What do we want as teachers? All of us want our students to be successful in their endeavours. That success can take many forms and it doesn’t necessarily mean music as a career path.

Do we want our students to appear successful so that we come across as being a great teacher? Or are we genuinely interested in their learning and the bumpy interstate highway that comprises true education?

Short term ‘wins’ can make you feel good now. But what about the long term effects. Did we mold tension in our young players just to hurry up and get some sort of vibrato quickly? Did we force a new position into their left hands at the expense of intonation and shifting skills?

But at what cost? If the student continues in music, will a future teacher have to fix something you did?

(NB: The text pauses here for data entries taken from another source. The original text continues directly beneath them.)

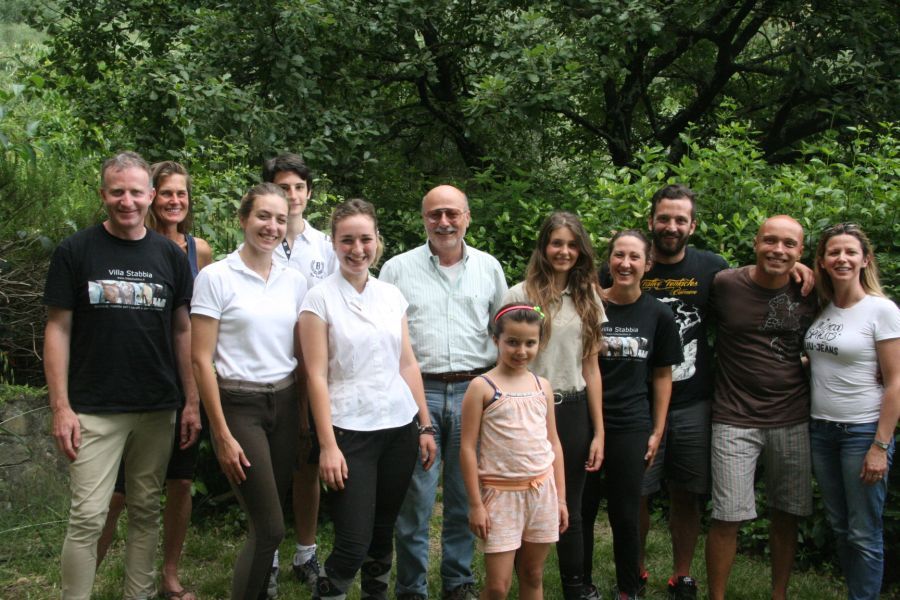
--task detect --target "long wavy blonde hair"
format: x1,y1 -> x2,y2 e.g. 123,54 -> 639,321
525,211 -> 602,357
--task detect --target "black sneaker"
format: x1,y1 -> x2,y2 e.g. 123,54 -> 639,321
441,583 -> 478,600
266,567 -> 278,600
669,575 -> 697,600
291,554 -> 319,588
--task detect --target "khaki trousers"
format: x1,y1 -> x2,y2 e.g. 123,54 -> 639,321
62,410 -> 175,600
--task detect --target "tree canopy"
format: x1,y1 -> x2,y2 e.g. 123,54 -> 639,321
31,0 -> 900,185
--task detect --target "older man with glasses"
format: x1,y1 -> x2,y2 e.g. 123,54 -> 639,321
379,185 -> 507,600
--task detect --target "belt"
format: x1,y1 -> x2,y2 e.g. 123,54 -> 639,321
216,373 -> 294,394
478,467 -> 553,492
553,389 -> 587,404
422,367 -> 491,383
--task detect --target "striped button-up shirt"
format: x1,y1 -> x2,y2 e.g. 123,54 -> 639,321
378,242 -> 507,373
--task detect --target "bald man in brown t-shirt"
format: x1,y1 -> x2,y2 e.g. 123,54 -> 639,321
706,215 -> 816,600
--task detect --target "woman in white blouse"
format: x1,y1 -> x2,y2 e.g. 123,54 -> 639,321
503,211 -> 606,600
806,223 -> 900,600
191,183 -> 306,600
300,199 -> 435,599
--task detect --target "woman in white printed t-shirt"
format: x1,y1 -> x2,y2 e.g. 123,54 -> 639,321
300,200 -> 436,599
805,223 -> 900,600
191,183 -> 306,600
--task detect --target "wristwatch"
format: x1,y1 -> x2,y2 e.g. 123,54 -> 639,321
872,438 -> 891,452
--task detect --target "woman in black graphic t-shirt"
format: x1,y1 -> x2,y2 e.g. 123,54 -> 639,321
582,230 -> 682,599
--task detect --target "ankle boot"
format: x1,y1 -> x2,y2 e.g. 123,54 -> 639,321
313,567 -> 353,600
560,575 -> 584,600
360,553 -> 393,600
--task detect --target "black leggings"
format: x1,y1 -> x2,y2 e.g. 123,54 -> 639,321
219,384 -> 300,600
556,398 -> 593,583
581,431 -> 650,595
325,422 -> 419,581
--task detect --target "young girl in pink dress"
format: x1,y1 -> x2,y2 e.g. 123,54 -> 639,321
460,304 -> 569,600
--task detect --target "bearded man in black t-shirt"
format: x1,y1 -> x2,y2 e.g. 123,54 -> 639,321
641,184 -> 728,599
44,152 -> 200,600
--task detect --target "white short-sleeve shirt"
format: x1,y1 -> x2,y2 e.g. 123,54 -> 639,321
300,272 -> 418,431
805,296 -> 900,423
272,219 -> 337,288
191,251 -> 306,383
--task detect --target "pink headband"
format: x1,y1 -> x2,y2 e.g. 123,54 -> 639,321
494,304 -> 544,323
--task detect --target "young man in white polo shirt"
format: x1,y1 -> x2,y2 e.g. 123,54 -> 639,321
263,153 -> 337,597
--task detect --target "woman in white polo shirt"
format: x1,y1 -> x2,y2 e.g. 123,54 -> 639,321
191,183 -> 306,600
300,200 -> 436,599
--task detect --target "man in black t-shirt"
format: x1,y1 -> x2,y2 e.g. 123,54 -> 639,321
641,184 -> 728,599
44,152 -> 199,599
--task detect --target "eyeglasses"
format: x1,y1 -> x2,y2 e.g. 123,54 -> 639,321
822,222 -> 859,235
425,208 -> 467,225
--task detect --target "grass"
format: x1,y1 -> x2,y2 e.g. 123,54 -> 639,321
0,486 -> 860,600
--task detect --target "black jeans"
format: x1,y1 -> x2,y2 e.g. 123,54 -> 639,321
581,431 -> 650,595
219,384 -> 300,600
556,397 -> 593,583
325,422 -> 419,580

Will they need to take the wrecking ball to their bow technique and start from scratch?

I’ll be the first to admit that this has become an issue with me in recent years. I’m not sure why and I’m not proud of it.

Emotion Drives Attention Drives Learning

If emotions are at the core of learning, why do music educators and ensemble directors consistently ignore the student’s emotions? Nearsightedness? The director’s emotions and ego? Because it’s easier to teach to our tests (performances)? The quick rush of a win?

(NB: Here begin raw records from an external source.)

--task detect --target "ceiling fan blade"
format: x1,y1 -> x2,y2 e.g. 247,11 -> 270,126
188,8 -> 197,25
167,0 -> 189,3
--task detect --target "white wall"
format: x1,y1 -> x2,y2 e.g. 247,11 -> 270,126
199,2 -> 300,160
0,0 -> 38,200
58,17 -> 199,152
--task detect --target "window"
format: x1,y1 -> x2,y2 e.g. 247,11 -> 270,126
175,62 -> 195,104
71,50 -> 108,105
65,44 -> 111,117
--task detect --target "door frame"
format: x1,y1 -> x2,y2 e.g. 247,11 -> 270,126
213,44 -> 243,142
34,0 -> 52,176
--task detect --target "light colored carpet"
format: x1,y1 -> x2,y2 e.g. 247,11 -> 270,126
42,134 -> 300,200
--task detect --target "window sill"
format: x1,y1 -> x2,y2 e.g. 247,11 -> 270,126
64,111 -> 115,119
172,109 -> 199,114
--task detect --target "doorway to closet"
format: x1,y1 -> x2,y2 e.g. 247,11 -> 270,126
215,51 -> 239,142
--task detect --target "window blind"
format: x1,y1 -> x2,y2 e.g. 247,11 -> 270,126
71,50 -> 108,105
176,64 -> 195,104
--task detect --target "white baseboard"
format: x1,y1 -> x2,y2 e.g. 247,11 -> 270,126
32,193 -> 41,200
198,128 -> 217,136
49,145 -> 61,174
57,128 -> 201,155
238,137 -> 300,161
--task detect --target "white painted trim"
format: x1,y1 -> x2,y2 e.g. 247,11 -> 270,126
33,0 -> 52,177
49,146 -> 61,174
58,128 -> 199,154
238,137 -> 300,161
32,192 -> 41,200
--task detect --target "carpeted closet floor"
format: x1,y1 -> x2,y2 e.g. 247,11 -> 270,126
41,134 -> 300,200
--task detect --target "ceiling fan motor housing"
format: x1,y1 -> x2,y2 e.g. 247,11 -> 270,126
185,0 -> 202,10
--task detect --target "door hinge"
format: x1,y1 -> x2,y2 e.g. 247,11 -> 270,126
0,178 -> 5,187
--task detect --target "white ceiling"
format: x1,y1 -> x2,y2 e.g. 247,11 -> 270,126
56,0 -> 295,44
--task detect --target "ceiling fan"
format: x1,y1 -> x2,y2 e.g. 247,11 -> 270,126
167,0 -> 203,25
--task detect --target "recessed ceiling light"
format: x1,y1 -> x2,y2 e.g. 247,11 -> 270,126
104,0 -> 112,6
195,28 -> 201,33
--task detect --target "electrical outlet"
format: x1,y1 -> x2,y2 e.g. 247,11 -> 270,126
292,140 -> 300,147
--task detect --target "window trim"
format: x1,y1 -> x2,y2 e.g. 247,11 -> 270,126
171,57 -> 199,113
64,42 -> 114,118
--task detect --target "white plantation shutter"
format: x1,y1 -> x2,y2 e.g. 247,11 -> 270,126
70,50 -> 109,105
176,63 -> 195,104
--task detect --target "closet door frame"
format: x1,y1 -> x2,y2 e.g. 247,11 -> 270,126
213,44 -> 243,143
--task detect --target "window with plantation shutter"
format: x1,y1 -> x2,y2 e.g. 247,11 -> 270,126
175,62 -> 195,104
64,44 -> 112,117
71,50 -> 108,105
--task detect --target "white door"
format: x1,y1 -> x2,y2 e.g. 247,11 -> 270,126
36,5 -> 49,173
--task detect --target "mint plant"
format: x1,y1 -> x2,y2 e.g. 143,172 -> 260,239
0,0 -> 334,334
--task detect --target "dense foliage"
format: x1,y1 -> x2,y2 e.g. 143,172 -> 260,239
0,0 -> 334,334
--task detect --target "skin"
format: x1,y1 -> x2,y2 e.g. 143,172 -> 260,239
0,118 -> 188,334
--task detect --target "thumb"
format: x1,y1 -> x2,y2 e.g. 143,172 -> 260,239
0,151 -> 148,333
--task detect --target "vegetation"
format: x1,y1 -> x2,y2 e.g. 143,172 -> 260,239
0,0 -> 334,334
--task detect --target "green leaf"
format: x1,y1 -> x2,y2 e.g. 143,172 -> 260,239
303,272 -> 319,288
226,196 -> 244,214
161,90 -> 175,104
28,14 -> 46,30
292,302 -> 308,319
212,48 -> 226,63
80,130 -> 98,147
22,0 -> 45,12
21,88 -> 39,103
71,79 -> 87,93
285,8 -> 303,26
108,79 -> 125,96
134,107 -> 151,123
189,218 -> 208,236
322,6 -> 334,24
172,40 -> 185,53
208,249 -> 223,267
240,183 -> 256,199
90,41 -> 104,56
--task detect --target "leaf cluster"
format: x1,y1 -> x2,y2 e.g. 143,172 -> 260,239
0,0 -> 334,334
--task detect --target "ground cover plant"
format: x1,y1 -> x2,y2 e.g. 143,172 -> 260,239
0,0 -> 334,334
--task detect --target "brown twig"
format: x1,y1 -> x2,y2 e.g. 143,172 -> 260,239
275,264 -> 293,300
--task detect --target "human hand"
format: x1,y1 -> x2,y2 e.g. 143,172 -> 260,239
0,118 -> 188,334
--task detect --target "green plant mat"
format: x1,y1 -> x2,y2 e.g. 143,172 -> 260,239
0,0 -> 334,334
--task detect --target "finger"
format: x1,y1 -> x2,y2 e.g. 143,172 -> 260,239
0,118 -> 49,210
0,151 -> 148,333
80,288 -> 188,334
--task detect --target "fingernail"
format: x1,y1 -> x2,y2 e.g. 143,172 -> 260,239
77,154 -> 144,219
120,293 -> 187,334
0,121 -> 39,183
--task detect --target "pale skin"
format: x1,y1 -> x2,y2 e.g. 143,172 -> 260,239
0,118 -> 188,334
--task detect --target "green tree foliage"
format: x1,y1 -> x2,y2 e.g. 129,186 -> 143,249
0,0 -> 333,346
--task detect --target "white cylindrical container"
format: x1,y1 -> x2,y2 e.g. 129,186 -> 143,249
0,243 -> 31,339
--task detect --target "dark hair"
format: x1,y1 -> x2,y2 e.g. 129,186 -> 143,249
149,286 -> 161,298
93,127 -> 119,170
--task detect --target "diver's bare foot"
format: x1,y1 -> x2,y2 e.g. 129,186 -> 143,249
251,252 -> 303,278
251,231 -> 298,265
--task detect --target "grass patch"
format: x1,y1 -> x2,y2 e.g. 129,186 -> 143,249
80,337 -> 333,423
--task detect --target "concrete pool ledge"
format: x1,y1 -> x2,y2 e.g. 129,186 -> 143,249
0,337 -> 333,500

It’s easier to look just a month or two down the road. It’s easier to view your own short road rather than the long highway in front of each student. putting yourself in the students place ten years from now. And of course it feels good to win.

Bringing home the gold ‘proves’ that you’re a great teacher. Or does it? Is it really about how ‘good’ your ensemble is? Is it about how many gold medals you win? How many competitions you attend? Those are events to experience and targets to shoot for but not the end goal. It’s about the students and their experience. It’s about them having a positive experience. It’s about them walking away with positive emotions. Think about the kid in the back of the section. He’s a mediocre player. Not always in tune and sometimes comes in at the wrong time. Do you cut him or put soap on his bow so he can’t make a sound? Of course not. But down the road, what is really going to matter? Not the fact that the group received a lower rating because of him.

No, what will matter is that he participated. When he looks back, the fact that he was in the group will make the difference and in turn affect how he interacts with people, groups, and situations. What do you remember about your school music experience? I don’t remember what score I received at contests but I can tell you how teachers treated me and what kind of experience I had. I remember my baseball coach not putting me in the game because…well because I sucked at baseball! It was a freshman league and all he cared about was winning. Does it really matter? How do you think I feel about that experience and how does that affect me now? Will your students want to attend a musical event as an adult or will it cause negative emotions to reverberate with them?

Taking the longview is difficult. Especially when we’re under pressure to put on performanes every 6 – 8 weeks. We struggle with enough rehearsal time. We wrestle with attendance. We battle to get our students to practice; or even to take their instrument home. It’s not easy. It never will be. But thinking of that student in a lesson 10 years from now will help. And the student will be better for it.